Maritime Activity Reports, Inc.

May 22, 2012

'Victoria Mathias' Photo credit RWE Innogy

'Victoria Mathias' Photo credit RWE Innogy

RWE Innogy names offshore wind turbine installation vessel “Victoria Mathias” tasked to help build the German offshore wind farm 'Nordsee Ost'

During a festive ceremony in Bremerhaven , RWE Innogy named one of its two offshore installation vessels. The vessel “Victoria Mathias” will build the wind farm “Nordsee Ost” around 30 kilometres north of the island of Heligoland from its base port Bremerhaven.

The wind power station with an installed output of 295 megawatts can supply around 295,000 German households with electricity each year. The installation vessel is the first of its kind worldwide to be able to transport up to four offshore wind turbines of the multi-megawatt class at the same time and then install them at a depth of more than 40 metres.


Although the vessel was built in South Korea, Europe accounts for around 60 percent of created value. The German supply sector alone contributed around 40 percent of the “Victoria Mathias”. The order value per vessel was around 100 million euros, and Lloyd Werft finished off the vessel.

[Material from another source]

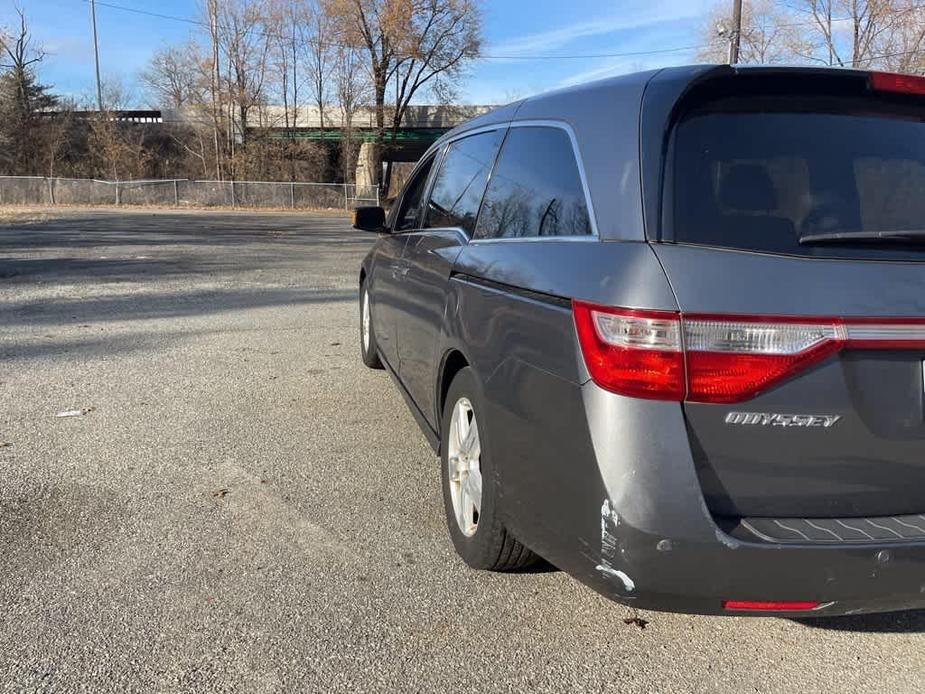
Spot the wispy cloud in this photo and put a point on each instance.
(628, 19)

The specialised vessel, which is more than 100 metres long and 40 metres wide, is perfectly designed for the construction of offshore wind turbines and is one of the most powerful of its kind. A satellite-controlled navigation system can position the vessel precisely at centimetre accuracy for the construction works at sea.

It has extendible steel beams that fix it securely to the seabed, and a crane with 1,000 tons of lifting capacity. On the building site, the vessel thus turns into a jack-up rig, from which foundations and wind turbines can be installed. The installation vessel will transport two foundation structures every two weeks and later to transport and install all 48 wind turbines of the 6 megawatt class. 


In addition to the ”Victoria Mathias”, the company also had another vessel built, the ”Friedrich Ernestine”, which is identical in construction. This vessel will build the Gwynt y Môr wind farm (576 megawatts) off the coast of Wales.